Some transmission line calcs (not my specialty, correct if needed):
λ = 300 / fMHz = 300 / 20 = 15 meters
Transmission line if:
≥ λ / 8 = 1.875 meters ~= 6 feet
So, if I use greater than a 6' BNC cable, I need to worry about impedance matching, correct? Assuming the BNC cable is 75 Ohm, the receiver is 75 Ohms, I need to make the source (open collector output) 75 Ohms as well? I get confused about the ability to drive a 75 Ohm load (i.e. current drive capability) with the need for impedance matching. If this is the case, how do you impedance match an open collector output?
Best Answer
Yes. For really good results, you might use a \$\lambda/10\$ or \$\lambda/20\$ rule instead of \$\lambda/8\$.
Matching the source is the best way to minimize ringing.
But it's also possible to design systems that terminate only the source or only the receiver. Then you are allowing the signal to reflect once and counting on the termination at the other end to eliminate the reflection when it reaches there.

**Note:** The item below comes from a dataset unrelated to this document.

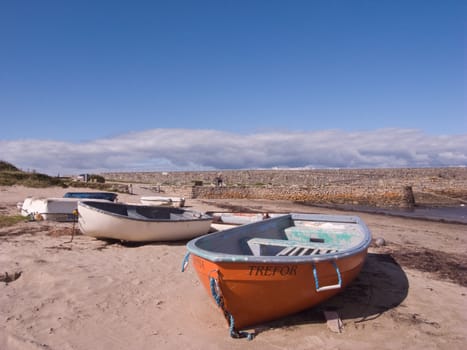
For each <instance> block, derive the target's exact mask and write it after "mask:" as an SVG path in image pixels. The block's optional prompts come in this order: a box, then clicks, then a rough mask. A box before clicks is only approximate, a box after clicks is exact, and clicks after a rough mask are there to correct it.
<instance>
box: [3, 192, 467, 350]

Yes, it takes a reasonably high-power driver to drive a 75 or 50 ohm line.
With open collector, you can do this with a 75-ohm pull-up. The transistor itself has fairly high output impedance. This is essentially how CML logic outputs work.
Note this means the transistor itself is driving a load equivalent to 37.5 ohms, and needs to provide current accordingly.